Proteins fold into shapes that function in the cell

Proteins are polymers. More specifically, they are chains of amino acids, of which there are twenty different types denoted with letters like V or A or Q. Thus, a typical protein has an amino acid sequence that runs on for hundreds of letters like VLSMEAG . . . The different properties of the amino acids (which span the gamut: charge, size, bendiness etc.) lead proteins with different sequences to interact differently with their environment. The result is that, in general, a protein in the cell will fold up into a quite specific, functional shape called its native conformation (green, bottom) that is favored energetically over the vast, disorderly ensemble of other shapes (red, top) that cannot accomplish the biological purpose(s) of the natively folded protein.

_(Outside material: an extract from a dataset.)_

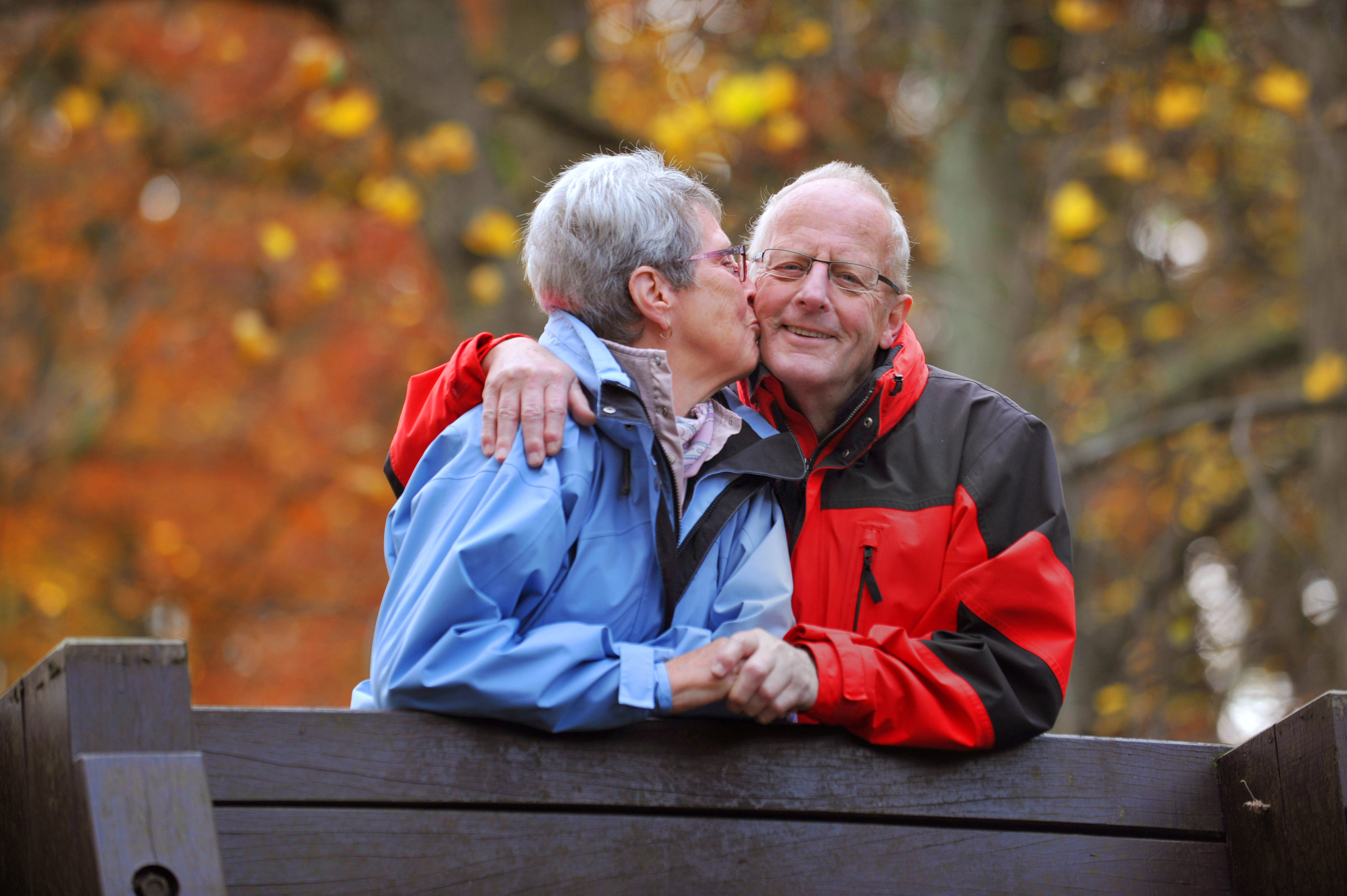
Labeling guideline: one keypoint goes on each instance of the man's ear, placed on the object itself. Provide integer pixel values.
(894, 321)
(652, 296)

Hydrophobicity drives the folding of many proteins

Just like oil separates from water, some amino acids try to hide themselves from the watery surroundings of the cellular medium by burying themselves inside the core of the "globule," that is, the crumpled up ball of yarn that the protein forms when in solution. The result is a competition among different parts of the protein chain for the space in the globule's core. We work with a simple model of this competition that just keeps track of how far away each amino acid is from the center of the globule and from its neighbors on the chain, while the chain is constrained to stay reasonably well-spread out over the globule as a whole. This allows us to get shape data from sequence by computing burial traces like the ones below:

Burial fluctuations allow us to explain allostery

On the left-hand side of the above picture, we have many different low-energy "burial traces" for the protein LFA-1 near its native shape. This is telling us from our model, moving from left to right, that the beginning of the chain wants to be in the globular core, and then 20 or so amino acids in you get un-buried, and then further along you get buried again, and so on. Notice, though, that there's a lot of variability in the burial in certain parts of the protein. Moreover, as burial across the whole protein fluctuates, certain parts of the chain tend to move in tandem, and we can make a correlation color map of this motion (right hand side). As a result, we know which motions in one part of the protein are likely to produce motions in which other parts. We can use this information to learn many things about a protein, such as what sorts of "allosteric motions" it will tend to undergo. In the adjacent figure, the burial covariances of the protein LFA-1 were used to predict what motions the chain would undergo upon binding of an inhibitor drug to a known binding site (green). The resulting blue trace matches well with the ICAM protein-protein interface (red) that is known to be disrupted by drug binding.

There's much more to do!

Allostery is just one of many phenomena that may be understood better by using burial mode analysis to describe the physics of conformational fluctuations in real proteins. To the left, the sequence of sperm whale myoglobin was used to compute from burial modes the region of highest structural variability in the protein. It turns out that this region (colored blue) is the helix that contains His 93 (orange), the amino acid needed to chelate the protein's co-factor, heme (red). Whether in cases of ligand binding (like this one), or in ones of phosphorylation, mutation, misfolding, or aggregation, we are interested in applying the burial mode model to real proteins whose properties have real implications for drug-design, neurodegenerative disease, and cancer.